Voice syncing works by learning millions of features of your voice and builds a template of your voice which can be used to produce any content by giving just a text input. The AI automatically takes care of features like language, accent, pitch and even expressions. Once the AI learns your voice, it can produce umpteen hours of audio content in the same aesthetic, saving huge amounts of time and cost.

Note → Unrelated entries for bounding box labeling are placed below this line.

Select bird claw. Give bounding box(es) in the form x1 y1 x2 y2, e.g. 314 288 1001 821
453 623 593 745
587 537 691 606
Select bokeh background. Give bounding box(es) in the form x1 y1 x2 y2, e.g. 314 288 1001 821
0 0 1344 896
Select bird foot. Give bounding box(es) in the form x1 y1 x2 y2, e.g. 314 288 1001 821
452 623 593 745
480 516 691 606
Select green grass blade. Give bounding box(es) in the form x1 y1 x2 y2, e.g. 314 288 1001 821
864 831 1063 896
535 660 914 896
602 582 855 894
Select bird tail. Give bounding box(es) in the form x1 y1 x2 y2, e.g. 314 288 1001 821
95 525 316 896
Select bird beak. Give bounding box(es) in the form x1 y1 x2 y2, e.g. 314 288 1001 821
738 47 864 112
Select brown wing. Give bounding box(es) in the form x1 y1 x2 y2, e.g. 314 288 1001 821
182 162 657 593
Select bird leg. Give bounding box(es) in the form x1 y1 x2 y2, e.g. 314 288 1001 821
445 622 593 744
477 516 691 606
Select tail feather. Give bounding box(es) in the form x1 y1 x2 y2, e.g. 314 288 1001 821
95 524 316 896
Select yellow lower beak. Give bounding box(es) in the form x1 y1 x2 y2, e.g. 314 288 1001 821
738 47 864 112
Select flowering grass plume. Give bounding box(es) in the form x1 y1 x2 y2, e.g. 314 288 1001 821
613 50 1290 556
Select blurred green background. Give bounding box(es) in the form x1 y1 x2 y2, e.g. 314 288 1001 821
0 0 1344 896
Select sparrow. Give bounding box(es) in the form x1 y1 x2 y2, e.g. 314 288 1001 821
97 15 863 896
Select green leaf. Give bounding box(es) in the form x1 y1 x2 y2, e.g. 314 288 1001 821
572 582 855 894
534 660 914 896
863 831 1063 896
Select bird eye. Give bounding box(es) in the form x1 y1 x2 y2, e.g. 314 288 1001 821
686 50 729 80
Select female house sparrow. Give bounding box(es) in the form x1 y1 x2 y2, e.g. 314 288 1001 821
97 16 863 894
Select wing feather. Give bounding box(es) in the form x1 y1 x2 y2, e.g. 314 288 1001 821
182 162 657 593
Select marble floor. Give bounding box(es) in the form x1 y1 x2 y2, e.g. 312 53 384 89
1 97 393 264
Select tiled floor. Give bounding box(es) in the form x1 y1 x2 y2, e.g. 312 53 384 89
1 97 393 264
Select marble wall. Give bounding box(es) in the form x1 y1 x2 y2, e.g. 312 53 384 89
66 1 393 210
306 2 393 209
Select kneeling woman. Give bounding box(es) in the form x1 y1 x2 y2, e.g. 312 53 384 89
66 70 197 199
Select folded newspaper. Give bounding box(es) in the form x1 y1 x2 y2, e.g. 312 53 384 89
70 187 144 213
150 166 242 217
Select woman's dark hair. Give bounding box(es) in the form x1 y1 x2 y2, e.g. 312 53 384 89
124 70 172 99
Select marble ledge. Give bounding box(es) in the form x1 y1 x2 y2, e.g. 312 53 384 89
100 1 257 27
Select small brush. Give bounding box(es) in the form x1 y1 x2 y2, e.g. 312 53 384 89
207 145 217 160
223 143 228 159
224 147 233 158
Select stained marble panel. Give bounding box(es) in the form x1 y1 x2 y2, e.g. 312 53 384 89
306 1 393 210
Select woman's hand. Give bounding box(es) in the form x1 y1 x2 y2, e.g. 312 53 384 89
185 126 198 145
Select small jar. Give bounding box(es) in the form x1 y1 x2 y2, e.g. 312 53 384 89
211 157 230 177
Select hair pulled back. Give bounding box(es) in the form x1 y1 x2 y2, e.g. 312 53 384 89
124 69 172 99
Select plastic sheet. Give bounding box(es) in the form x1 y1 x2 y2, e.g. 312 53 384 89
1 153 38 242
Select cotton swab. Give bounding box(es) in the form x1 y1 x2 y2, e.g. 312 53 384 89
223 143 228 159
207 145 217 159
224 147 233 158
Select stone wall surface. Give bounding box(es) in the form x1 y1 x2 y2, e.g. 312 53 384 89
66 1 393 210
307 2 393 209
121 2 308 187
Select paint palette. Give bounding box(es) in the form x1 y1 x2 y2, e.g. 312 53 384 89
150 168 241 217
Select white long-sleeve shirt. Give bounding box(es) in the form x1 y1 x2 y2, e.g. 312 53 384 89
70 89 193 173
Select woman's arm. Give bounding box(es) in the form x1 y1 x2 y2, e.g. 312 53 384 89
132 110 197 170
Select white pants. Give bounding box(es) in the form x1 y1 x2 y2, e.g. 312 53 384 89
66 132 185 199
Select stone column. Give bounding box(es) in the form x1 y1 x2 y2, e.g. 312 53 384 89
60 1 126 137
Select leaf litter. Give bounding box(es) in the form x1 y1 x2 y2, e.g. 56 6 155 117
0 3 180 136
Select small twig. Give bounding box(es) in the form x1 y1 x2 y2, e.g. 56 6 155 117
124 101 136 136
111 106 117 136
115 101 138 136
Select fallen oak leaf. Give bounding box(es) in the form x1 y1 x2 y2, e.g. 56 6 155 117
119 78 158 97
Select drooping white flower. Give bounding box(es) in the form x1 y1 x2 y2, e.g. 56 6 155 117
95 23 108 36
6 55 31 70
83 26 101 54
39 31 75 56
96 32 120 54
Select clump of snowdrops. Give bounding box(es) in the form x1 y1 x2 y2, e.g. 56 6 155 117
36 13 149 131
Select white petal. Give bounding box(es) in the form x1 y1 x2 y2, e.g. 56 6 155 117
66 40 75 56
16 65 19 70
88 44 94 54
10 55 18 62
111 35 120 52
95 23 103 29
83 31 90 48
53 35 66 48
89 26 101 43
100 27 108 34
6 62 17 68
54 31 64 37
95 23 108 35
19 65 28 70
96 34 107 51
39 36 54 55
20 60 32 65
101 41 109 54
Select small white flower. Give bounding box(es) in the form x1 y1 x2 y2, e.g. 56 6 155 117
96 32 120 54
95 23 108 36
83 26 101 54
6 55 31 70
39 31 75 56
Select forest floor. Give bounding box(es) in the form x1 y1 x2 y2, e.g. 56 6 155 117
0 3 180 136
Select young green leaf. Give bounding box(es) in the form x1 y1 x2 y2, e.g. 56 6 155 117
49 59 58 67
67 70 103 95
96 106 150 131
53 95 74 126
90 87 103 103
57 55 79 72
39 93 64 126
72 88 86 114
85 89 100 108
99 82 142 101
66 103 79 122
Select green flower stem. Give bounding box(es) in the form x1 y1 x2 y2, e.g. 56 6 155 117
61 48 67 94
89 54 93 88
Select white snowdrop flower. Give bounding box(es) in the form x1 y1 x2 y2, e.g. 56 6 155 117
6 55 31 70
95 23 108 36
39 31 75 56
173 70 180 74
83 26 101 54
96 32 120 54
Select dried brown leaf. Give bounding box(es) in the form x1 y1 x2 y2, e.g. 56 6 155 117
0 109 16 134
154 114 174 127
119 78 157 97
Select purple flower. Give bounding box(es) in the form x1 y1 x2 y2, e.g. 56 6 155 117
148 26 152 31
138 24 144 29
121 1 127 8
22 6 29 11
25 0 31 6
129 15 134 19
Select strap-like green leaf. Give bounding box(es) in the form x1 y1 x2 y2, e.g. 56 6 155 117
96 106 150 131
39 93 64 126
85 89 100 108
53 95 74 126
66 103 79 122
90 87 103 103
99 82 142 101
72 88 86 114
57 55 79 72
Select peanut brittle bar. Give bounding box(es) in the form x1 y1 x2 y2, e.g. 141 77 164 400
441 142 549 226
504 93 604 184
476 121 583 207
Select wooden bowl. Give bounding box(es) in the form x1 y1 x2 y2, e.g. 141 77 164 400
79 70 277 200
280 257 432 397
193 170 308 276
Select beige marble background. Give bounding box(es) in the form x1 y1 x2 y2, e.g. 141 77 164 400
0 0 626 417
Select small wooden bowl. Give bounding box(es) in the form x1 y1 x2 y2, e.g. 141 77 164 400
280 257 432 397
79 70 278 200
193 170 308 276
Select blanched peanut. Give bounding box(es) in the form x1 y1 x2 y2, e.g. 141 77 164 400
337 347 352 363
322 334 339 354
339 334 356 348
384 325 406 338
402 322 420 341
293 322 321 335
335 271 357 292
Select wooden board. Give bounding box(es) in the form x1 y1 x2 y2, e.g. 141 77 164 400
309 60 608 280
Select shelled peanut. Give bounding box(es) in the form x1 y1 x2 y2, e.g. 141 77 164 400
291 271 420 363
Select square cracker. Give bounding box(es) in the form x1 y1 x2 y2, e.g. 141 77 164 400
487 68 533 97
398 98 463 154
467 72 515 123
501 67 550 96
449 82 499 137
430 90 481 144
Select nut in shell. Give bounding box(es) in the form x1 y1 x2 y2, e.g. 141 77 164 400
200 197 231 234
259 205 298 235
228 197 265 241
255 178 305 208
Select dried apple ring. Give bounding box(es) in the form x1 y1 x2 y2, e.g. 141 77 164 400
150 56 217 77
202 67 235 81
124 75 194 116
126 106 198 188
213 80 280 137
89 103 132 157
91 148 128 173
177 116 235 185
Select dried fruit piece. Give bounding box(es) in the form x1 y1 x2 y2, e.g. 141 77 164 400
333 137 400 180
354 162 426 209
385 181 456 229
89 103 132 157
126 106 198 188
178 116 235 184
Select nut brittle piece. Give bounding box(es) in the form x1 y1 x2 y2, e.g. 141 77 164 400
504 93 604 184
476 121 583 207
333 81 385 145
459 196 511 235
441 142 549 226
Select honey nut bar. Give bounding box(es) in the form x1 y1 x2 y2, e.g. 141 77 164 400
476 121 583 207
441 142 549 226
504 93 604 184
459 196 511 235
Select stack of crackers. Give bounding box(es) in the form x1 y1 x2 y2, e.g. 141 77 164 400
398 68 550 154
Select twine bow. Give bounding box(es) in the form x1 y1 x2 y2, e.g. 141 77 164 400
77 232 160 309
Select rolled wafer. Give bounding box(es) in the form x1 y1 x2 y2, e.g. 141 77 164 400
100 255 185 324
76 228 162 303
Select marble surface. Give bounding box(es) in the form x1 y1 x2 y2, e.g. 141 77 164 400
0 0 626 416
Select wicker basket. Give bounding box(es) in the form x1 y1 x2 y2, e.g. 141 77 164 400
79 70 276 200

But like any new technology and innovation, this too is a double-edged sword. It has great implications in the hands of creators but has also dire implications (aptly named Deepfakes) in the hands of hackers and scammers. Getting a call from the CEO of your company asking you to transfer large sums of money (when he himself is somewhere out) is just one of the examples. To counter these kinds of problems, some of the companies have put in place a proper and legal sounding onboarding of any voice to ensure its moral and ethical use. Creators can now sync their voice securely and produce content on scale by harnessing the power of this form of Artificial Intelligence.

This technology is still in its primacy but it definitely invites companies from diverse use-case to start building on this new layer of communication and content production. Apart from the obvious solution of saving enormous time and cost, it has deeper implications in terms of enhancing communication and making it more intimate.